Jordan, Nike Turn Hall Of Fame Into Hall Of Fake

Michael Jordan’s not a member of the Basketball Hall of Fame yet. He’s been voted in, of course, and he’ll be inducted on 9/11 (Guys, you couldn’t have picked a better day? Like literally any other day?), but technically, he’s not there yet. But he’s got an exhibit there already in advance of his enshrinement.

Michael Jordan Hall of Fake
(Hey, neat, right?)

It’s a sprawling shrine to the man who revolutionized not only pro basketball but corporate sponsorship - and therein lies a rather jarring problem. That entire exhibit to him, full of sneakers and championship rings? None of it came from MJ himself.

As Richard Sandomir of the NEW YORK TIMES writes, the exhibit wass entirely paid for and curated by the Monolithic Swoosh:

“Becoming Legendary: The Story of Michael Jordan,” which recently opened at the Naismith Memorial Basketball Hall of Fame in advance of Jordan’s induction on Sept. 11, is a soulless exercise in corporate worship that was designed, installed, written, curated and paid for by the Jordan Brand, a division of Nike.

When baseball players are inducted into their hall of fame, they often lend artifacts of their time. Jordan did not.

Those six Chicago Bulls championship rings encased in plexiglass? He doesn’t own any of them.

The wall of Air Jordans that looks like a display at Foot Locker? Jordan didn’t soar in any of them.

A short video of Jordan’s feats, accompanied by his reciting basketball-oriented descriptions of “What Is Love?” Well, that was a longNike video from a few years ago that is easy to summon on YouTube.

Not a jersey, a ball or a sneaker came straight from Jordan.

“I was hopeful that the vault would be opened,” said Matt Zeysing, the hall’s historian and archivist, who is an exuberant fan of an exhibit that he said had already attracted additional visitors.

On one hand, it’s kind of a slap in the face that Nike took care of literally every aspect of the exhibit up until actually owning the building surrounding it. But if we’re to take it personally or be disappointed, it’s only because we hadn’t been paying attention to the ESPN-like gross overreach Nike does when it comes to self-promotion and using its financial heft.

Further, this isn’t the hallowed grounds of Canton or Cooperstown; the Basketball Hall of Fame is more like a Fun Zone with expensive things, full of interactive exhibits and other things to satiate the modern epidemic of ADHD that normal museums can’t hope to address. Or, to put it in sunnier terms:

But it lacks the shrine-like, reverential, artifact-dense sensibility of the baseball hall by design. “We’re a lot more upbeat,” Zeysing said of the basketball hall.

Upbeat! I had no idea Cooperstown was like the sports version of the Holocaust Museum. Thanks for opening our eyes on that one, chief.

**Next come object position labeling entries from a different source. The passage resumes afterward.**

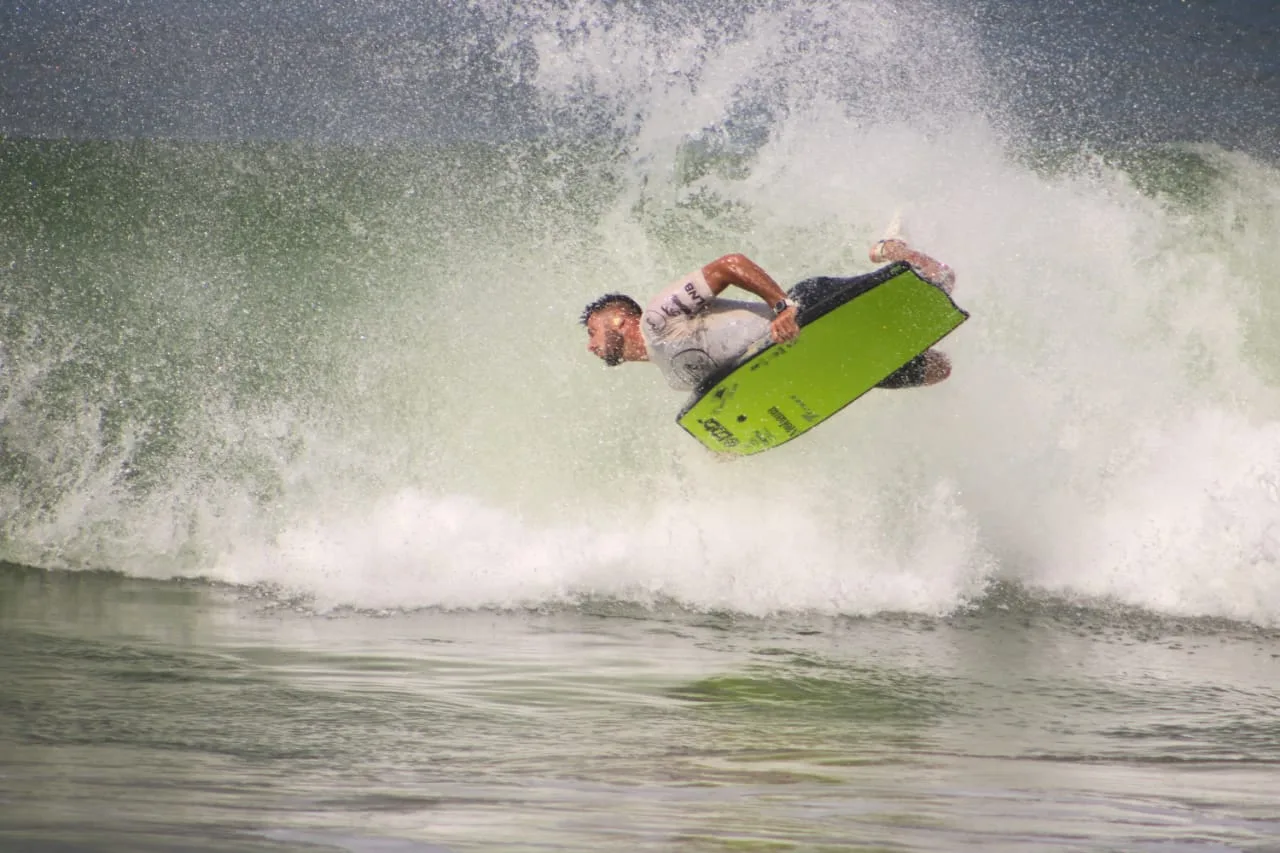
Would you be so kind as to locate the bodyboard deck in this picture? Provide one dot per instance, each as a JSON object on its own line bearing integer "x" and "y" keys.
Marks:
{"x": 849, "y": 345}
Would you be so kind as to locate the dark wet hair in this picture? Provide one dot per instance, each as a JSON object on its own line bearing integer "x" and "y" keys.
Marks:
{"x": 620, "y": 301}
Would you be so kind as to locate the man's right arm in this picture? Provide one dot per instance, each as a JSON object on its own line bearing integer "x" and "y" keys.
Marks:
{"x": 741, "y": 270}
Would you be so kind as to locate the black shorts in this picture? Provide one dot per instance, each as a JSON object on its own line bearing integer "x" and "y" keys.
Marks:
{"x": 909, "y": 375}
{"x": 816, "y": 296}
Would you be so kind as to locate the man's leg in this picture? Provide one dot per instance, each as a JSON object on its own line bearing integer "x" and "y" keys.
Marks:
{"x": 929, "y": 368}
{"x": 933, "y": 270}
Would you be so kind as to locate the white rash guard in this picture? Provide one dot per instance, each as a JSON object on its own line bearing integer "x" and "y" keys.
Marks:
{"x": 690, "y": 333}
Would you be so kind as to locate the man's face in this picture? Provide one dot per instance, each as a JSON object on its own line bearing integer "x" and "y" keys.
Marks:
{"x": 604, "y": 336}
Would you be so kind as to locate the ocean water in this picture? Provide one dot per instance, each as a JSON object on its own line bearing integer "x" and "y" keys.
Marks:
{"x": 320, "y": 528}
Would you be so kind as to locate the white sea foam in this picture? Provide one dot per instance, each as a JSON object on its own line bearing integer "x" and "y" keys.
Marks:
{"x": 1110, "y": 429}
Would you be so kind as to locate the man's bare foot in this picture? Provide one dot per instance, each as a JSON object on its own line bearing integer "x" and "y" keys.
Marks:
{"x": 888, "y": 250}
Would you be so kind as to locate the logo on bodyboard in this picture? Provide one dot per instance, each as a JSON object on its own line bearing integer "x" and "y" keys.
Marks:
{"x": 782, "y": 422}
{"x": 718, "y": 432}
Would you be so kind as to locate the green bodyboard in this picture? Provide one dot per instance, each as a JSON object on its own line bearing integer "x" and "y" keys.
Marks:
{"x": 845, "y": 349}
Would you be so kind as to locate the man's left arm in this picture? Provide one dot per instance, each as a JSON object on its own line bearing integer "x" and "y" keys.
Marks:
{"x": 743, "y": 272}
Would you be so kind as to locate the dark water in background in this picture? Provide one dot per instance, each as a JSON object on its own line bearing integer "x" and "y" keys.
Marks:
{"x": 1152, "y": 71}
{"x": 288, "y": 351}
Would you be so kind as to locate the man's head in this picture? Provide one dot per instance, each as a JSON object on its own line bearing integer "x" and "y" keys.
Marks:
{"x": 613, "y": 329}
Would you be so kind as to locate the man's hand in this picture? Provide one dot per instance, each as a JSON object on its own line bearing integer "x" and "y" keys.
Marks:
{"x": 784, "y": 329}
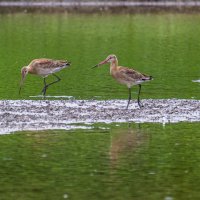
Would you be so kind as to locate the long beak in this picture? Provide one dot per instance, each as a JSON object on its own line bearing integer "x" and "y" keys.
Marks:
{"x": 101, "y": 63}
{"x": 22, "y": 82}
{"x": 68, "y": 63}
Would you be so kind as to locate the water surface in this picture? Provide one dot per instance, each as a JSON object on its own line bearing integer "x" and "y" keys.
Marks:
{"x": 165, "y": 46}
{"x": 116, "y": 161}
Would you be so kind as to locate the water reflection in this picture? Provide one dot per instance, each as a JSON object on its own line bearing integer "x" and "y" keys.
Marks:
{"x": 109, "y": 161}
{"x": 125, "y": 141}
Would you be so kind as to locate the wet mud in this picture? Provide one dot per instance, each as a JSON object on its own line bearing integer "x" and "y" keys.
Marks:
{"x": 19, "y": 115}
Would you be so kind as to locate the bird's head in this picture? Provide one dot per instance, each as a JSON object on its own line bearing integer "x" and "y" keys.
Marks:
{"x": 24, "y": 72}
{"x": 111, "y": 58}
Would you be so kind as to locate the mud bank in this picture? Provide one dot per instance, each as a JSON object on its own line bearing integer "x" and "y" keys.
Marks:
{"x": 99, "y": 6}
{"x": 18, "y": 115}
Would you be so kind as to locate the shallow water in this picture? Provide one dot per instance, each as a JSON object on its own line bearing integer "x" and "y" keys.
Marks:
{"x": 96, "y": 160}
{"x": 116, "y": 161}
{"x": 165, "y": 46}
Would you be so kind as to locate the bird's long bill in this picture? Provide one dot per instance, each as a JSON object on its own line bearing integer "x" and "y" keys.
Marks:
{"x": 22, "y": 81}
{"x": 101, "y": 63}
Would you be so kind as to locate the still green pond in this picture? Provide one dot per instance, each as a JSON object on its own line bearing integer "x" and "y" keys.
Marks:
{"x": 164, "y": 46}
{"x": 114, "y": 161}
{"x": 111, "y": 162}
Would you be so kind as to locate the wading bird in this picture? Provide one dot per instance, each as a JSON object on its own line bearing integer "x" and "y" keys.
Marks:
{"x": 43, "y": 67}
{"x": 126, "y": 76}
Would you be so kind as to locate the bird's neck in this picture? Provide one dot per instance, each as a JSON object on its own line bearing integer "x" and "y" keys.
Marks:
{"x": 113, "y": 65}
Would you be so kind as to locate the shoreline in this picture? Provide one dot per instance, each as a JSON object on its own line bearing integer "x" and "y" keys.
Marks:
{"x": 98, "y": 6}
{"x": 21, "y": 115}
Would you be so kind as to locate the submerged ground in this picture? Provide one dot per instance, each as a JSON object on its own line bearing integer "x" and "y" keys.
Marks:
{"x": 18, "y": 115}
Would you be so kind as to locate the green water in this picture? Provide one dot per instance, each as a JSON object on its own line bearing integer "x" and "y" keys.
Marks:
{"x": 165, "y": 46}
{"x": 121, "y": 161}
{"x": 115, "y": 161}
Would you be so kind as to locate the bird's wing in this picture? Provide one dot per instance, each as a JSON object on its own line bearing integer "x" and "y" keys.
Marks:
{"x": 42, "y": 62}
{"x": 48, "y": 63}
{"x": 131, "y": 74}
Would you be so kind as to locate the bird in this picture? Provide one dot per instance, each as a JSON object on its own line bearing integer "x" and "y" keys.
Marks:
{"x": 43, "y": 67}
{"x": 126, "y": 76}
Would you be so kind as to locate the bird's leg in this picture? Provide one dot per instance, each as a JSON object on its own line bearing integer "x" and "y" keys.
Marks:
{"x": 138, "y": 100}
{"x": 47, "y": 85}
{"x": 129, "y": 98}
{"x": 45, "y": 88}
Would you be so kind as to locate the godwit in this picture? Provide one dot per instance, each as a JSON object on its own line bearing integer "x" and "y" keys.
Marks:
{"x": 43, "y": 67}
{"x": 126, "y": 76}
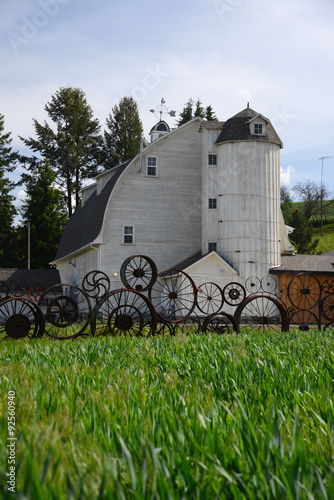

And as if it’s at all surprising, management is perfectly fine with the humongous advertisement sitting smack-dab in the middle of a “Hall of Fame”:

John Doleva, president of the hall, said he had no concerns about a corporation synonymous with Jordan bankrolling and installing an exhibit that the hall could not afford. Nike denied a report that the exhibit cost $250,000. Doleva wrote in an e-mail message that the tie between Jordan and Nike “is unique in my mind; it transcends a typical player/company relationship.” He said the Jordan Brand “wanted to honor Michael” and “we were pleased to get a well-designed exhibit.”

To that end, it’s not necessarily unique for corporations to sponsor exhibits - take a look around a regular museum sometime and pay attention to how many companies get their names on the walls - and if Nike put in something that the HoF couldn’t afford, then so much the better, right?

But Jordan’s total lack of personal involvement, eschewed in favor of a corporation looking out for its own interests first and foremost, seems like the greatest injustice of this all. Jordan doesn’t need to be hyped or - ahem - sold to visitors at a Hall of Fame. They’d be every bit as enthralled at an old pair of sneakers or a withered North Carolina jersey. But Nike does need to be sold, because they’re a business, man, and this is a fantastic way to do so. It just doesn’t seem, y’know… right.